Chitosan Enhanced Anti-Candida Activity of Antifungal Drugs

Objectives: Drug-resistant fungal infections have become an important problem worldwide. Therefore, novel alternative and/or adjunctive antifungal agents are greatly needed. Previously, we showed that high molecular-weight water-soluble chitosan (HMWC), a derivative of chitin from crustacean shells, is active against several Candida species. We also found that a genetic defect in membrane ergosterol biosynthesis, the target of azole drugs, resulted in chitosan hypersensitivity. Thus, we hypothesize that combining chitosan with antifungal drugs that target the cell membrane may enhance the antifungal activity.

Methods: The minimum inhibitory concentrations (MIC) of 2 antifungal drugs, fluconazole and amphotericin B, for 5 Candida species (C.albicans, C.krusei, C.parapsilosis, C.tropicalis, and C.dubliniensis) were evaluated by standard drug susceptibility test (E-test^®) in the presence and absence of sublethal concentrations of HMWC. Similar tests were performed for 4 fluconazole-resistant C.albicans strains isolated from HIV-infected patients.

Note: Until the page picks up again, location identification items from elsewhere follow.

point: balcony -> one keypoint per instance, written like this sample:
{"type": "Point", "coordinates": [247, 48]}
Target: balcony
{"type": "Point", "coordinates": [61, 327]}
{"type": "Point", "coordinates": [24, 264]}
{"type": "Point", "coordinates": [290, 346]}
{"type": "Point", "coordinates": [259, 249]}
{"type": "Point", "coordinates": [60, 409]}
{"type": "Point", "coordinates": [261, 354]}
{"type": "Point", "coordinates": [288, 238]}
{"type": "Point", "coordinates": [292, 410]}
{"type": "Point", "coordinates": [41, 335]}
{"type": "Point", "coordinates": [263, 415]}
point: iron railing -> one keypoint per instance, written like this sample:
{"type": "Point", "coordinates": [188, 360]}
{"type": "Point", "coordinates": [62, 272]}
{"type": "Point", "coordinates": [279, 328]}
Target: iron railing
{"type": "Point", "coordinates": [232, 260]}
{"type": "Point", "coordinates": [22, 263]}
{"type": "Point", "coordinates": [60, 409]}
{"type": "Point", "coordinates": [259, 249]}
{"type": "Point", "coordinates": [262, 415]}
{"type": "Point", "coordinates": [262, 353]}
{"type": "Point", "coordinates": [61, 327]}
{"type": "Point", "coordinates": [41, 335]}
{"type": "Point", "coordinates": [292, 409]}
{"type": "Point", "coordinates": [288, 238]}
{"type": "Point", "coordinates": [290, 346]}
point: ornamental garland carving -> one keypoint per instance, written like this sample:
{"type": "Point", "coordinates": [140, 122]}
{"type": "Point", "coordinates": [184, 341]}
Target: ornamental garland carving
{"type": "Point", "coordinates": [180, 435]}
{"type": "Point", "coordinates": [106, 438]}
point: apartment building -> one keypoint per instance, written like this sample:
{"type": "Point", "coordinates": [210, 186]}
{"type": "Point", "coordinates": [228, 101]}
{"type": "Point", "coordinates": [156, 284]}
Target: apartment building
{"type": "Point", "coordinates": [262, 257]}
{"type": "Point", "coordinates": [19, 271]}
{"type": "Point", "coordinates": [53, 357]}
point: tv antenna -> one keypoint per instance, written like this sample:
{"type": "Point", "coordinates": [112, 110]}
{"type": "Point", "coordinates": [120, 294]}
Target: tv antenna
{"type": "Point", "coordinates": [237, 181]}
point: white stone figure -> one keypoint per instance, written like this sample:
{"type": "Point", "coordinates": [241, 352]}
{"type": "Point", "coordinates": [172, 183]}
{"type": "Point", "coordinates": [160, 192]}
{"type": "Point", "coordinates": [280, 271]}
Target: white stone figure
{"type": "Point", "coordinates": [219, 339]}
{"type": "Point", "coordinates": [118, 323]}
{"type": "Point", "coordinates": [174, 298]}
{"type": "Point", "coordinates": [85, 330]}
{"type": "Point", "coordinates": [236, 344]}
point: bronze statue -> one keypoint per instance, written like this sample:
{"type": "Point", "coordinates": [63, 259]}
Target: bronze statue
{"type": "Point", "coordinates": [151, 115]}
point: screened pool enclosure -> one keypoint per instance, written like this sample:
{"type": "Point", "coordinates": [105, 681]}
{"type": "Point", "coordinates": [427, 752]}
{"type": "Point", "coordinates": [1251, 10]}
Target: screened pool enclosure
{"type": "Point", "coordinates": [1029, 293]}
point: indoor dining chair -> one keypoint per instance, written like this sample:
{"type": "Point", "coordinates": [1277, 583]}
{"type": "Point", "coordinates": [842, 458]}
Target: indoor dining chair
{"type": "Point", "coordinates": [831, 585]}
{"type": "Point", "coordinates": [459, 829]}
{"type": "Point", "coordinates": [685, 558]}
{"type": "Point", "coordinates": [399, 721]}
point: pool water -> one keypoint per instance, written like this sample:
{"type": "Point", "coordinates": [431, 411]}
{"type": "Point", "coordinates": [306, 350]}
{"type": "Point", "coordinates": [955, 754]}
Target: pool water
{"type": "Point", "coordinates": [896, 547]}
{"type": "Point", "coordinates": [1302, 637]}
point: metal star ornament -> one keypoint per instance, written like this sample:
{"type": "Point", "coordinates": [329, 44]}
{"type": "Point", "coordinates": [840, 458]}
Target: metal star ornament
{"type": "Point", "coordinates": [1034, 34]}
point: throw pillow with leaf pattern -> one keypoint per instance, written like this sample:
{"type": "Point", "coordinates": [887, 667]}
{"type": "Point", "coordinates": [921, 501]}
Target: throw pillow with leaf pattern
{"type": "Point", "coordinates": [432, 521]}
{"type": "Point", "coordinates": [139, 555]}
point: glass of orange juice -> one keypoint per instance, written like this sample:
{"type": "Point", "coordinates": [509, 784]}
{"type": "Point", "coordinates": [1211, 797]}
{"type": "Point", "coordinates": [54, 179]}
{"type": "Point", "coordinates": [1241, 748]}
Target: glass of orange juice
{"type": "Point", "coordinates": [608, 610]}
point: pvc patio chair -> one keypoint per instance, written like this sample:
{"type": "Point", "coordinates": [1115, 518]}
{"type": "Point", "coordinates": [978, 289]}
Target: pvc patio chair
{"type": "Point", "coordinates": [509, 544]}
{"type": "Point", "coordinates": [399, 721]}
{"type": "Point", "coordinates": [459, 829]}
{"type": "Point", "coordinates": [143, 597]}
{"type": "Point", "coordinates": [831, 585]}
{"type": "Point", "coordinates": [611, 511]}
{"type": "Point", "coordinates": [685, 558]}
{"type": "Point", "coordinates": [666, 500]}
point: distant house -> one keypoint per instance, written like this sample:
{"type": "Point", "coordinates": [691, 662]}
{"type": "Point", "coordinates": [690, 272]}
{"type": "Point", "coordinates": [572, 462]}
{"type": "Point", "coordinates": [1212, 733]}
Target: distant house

Results: The MIC of fluconazole against most species (except C.krusei), and that of amphotericin B against C.krusei and C.tropicalis, were decreased by 1.5-4 fold in the presence of HMWC. These results suggested that chitosan could enhance the activity of fluconazole and amphotericin B. Moreover, the addition of chitosan could reduce the MIC levels of 4 fluconazole-resistant C.albicans isolates from “resistant” (>256 ug/ml) to “susceptible” (≤ 2 ug/ml).

Conclusions: HMWC could enhance the antifungal activity of fluconazole and amphotericin B against certain Candida species. In addition, it could enable fluconazole to kill drug-resistant C.albicans clinical isolates, suggesting that combination therapy may be beneficial for the treatment of drug-resistant Candida infection.